İÇ HUKUKTA YARGILAMALAR YAPILMIŞTIR

Divan-ı Harb-i Örfi adıyla kurulan askeri nitelikteki mahkemeler, tehcir sırasında ihmali olanların yargılanmasını öngörmüştür. İttihat ve Terakki’nin etkinliğinin tam kırılmadığı dönemde, Padişah Vahdettin ve Hükümetler, suçu İttihat ve Terakki’ye yıkarak hem ortamı yumuşatmak hem de İttihat ve Terakki etkinliğini kırmak amacıyla buna sıcak bakmıştır. Boğazlıyan Kaymakamı Kemal Bey, tehcir esnasında ölümlere sebebiyet verdiği gerekçesiyle Yozgat İstinaf Mahkemesi’nde yargılanmış ve suçsuz bulunmuştur. Buna rağmen tekrar yargılanarak Uluç Gürkan’a göre bir hukuk skandalına neden olunmuştur. Hatta, adil bir yargılama olacağını belirten Hâkim Hayret Paşa, idam isteyen başta Sadrazam Damat Ferit Paşa’nın baskılarına dayanamayarak görevi bırakmak zorunda kalmış, yerine gelen (Nemrut) Mustafa Paşa, üstüne düşeni yapıp, idam kararını vermiştir.

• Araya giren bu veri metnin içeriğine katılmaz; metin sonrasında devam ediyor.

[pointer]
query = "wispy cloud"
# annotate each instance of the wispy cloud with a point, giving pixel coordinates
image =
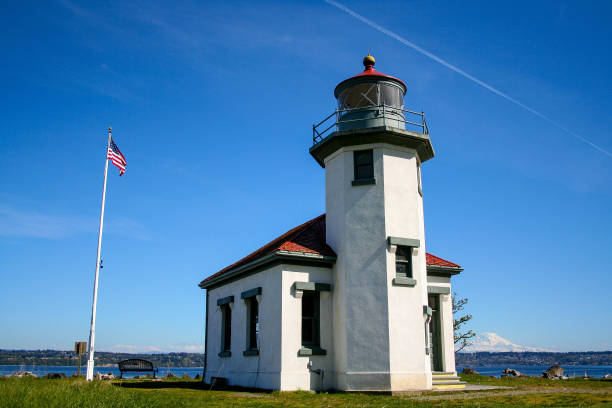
(466, 75)
(183, 347)
(34, 224)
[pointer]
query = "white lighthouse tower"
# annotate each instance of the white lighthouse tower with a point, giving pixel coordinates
(374, 222)
(348, 300)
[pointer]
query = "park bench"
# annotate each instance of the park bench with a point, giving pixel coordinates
(136, 365)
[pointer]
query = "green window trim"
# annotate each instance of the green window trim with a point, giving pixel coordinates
(404, 282)
(439, 290)
(250, 293)
(311, 351)
(225, 300)
(314, 286)
(411, 242)
(363, 182)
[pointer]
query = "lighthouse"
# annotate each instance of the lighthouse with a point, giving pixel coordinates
(374, 218)
(349, 300)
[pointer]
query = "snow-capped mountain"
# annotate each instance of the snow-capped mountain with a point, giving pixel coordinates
(495, 343)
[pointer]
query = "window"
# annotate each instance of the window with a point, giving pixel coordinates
(403, 262)
(252, 323)
(363, 161)
(226, 329)
(310, 319)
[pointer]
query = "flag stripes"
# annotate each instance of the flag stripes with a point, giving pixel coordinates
(116, 157)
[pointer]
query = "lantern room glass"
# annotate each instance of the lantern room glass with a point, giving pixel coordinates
(371, 94)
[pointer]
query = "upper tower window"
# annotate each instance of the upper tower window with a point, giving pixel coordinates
(363, 161)
(403, 262)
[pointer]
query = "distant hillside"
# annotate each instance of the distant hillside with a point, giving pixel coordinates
(68, 358)
(484, 358)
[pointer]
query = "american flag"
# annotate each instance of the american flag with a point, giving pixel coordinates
(115, 156)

İstanbul’daki mahkeme Enver, Talat ve Cemal için (Mustafa Kemal için de ilerleyen zamanda idam isteyen mahkeme) de idam kararı vermiştir. Bu mahkeme haricinde, genellikle göz ardı edilen olay, 1915-1916 yıllarında İttihat ve Terakki dönemi yargılamalarıdır. 28 Eylül 1915 tarihli İçişleri Bakanı Talât Paşa’nın tezkeresi ile Hükümet, soruşturma komisyonları kurma kararı almıştır. Kararda, sevk ve iskânda yasa dışı yollara sapanların Divan-ı Harb’e verileceği belirtilmiştir. Çok sayıda sancak tespit edilerek, üç heyetin yollanması da kararda yer almıştır. Tehcir bölgelerindeki araştırmalar, soruşturma komisyonlarının verdiği raporlar üzerine 1673 kişi tutuklu yargılanmıştır. Bunlardan 528’i güvenlik, 170’i kamu görevlisiyken, 975’i halktandır. 1916 yılına kadar Divan-ı Harblerde yargılananlara ilişkin verilen kararlar şöyledir: 67 ölüm, 524 hapis, 68 kürek, para, kale hapsi, pranga ve sürgün, 227 beraat ve yargılama reddi cezalarıdır.